A knotty issue: Married in India, divorced abroad


The case before the court pertains to a 37-year-old marriage of Girish and Lata Mehta.
The couple tied the knot way back in 1972. A few years later, Girish moved to the United States, while Lata and their son stayed in India. They visited him in the US occasionally.
The relations between the couple soured ten years after the marriage, and Girish applied for divorce to a court in Illinois while Lata was in India.

He told the US court that he did not know his wife’s whereabouts. The court granted him divorce in 1983, when he was still an Indian citizen.

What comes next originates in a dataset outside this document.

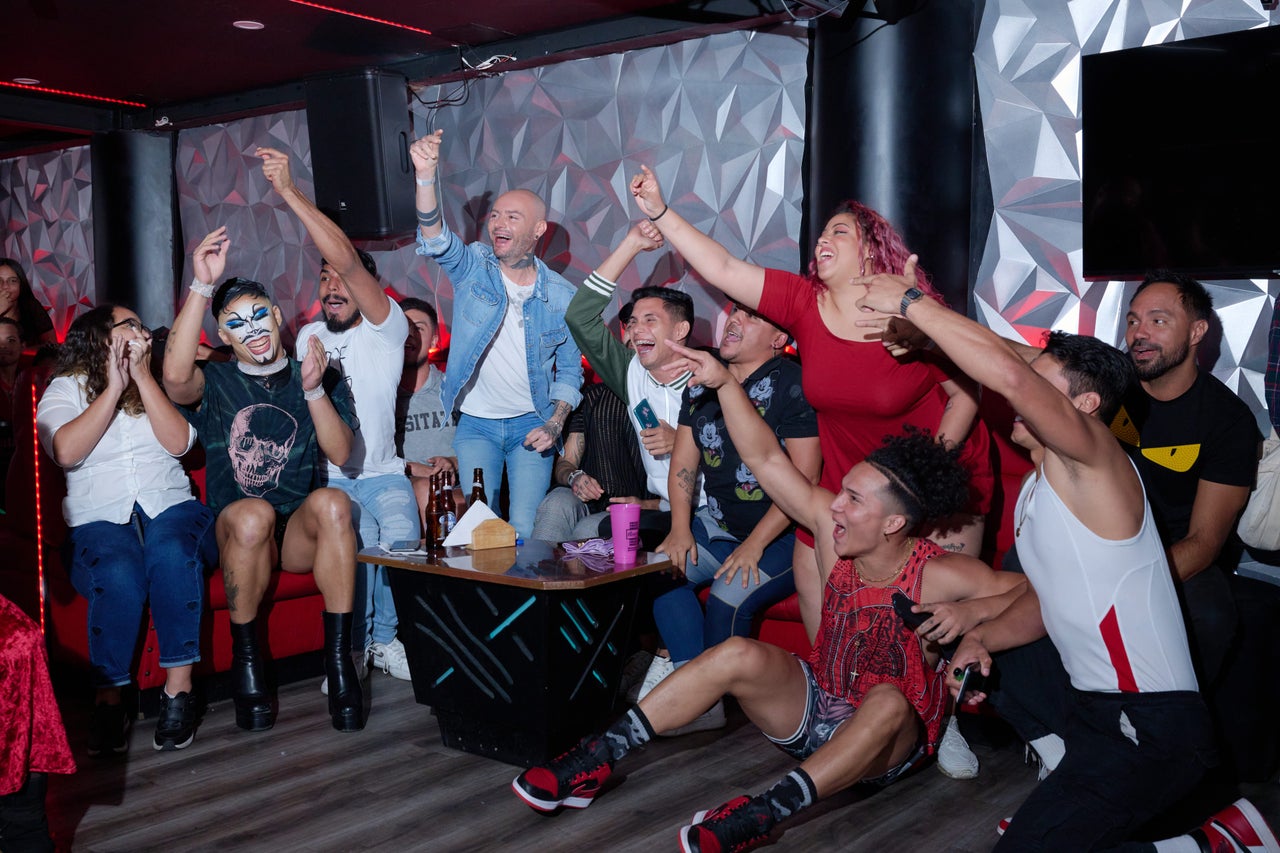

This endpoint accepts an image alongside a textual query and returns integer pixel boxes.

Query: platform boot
[324,611,365,731]
[232,620,275,731]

Later, in 1988 he attained US citizenship. Girish then wedded for the second time. In 1996, Lata moved a lower court here, initiating criminal proceedings against him for bigamy, which is an offence under the Indian Penal Code (IPC).

Following this, Girish filed a petition before the Bombay High Court, seeking to quash the proceedings for bigamy.  Justice Abhay Oka, who heard the final arguments on Girish’s petition early this week, asked the lawyers: “Can the US court dissolve marriage solmenised under Hindu Marriage Act?”

Lata’s lawyer Abad Ponda pointed out that a family court in Mumbai held divorce granted by US court invalid in 2003. Justice Oka has now reserved the judgement.



'Mangalsutra'  not must

Madurai, PTI:  A woman’s 21-year legal quest to prove that she was married bore fruit with a Madras High Court bench here upholding the validity of her wedding saying it was not mandatory for the groom to tie a ‘mangalsutra’ around the bride’s neck to prove a marriage between Hindus.

“It is not mandatory for the groom to tie mangalsutra around the bride’s neck to prove a marriage between Hindus. It is sufficient to prove solemnisation of marriage in any recognised form as per the Hindu Marriage Act Section 7,” Justice M M Sundresh said, dismissing an appeal challenging a lower court order upholding the marriage validity.

According to the woman, her marriage with Kaladhar was solemnised on December 13, 1987 at a local temple after she became pregnant.

She alleged that her husband harassed her for dowry and deserted her five months later. Her baby also died during delivery on July 6, 1988, she claimed.

The woman then filed a case seeking a declaration that that she was the legally wedded wife of the appellant.

The lower court decree upheld the validity of the marriage in 1998.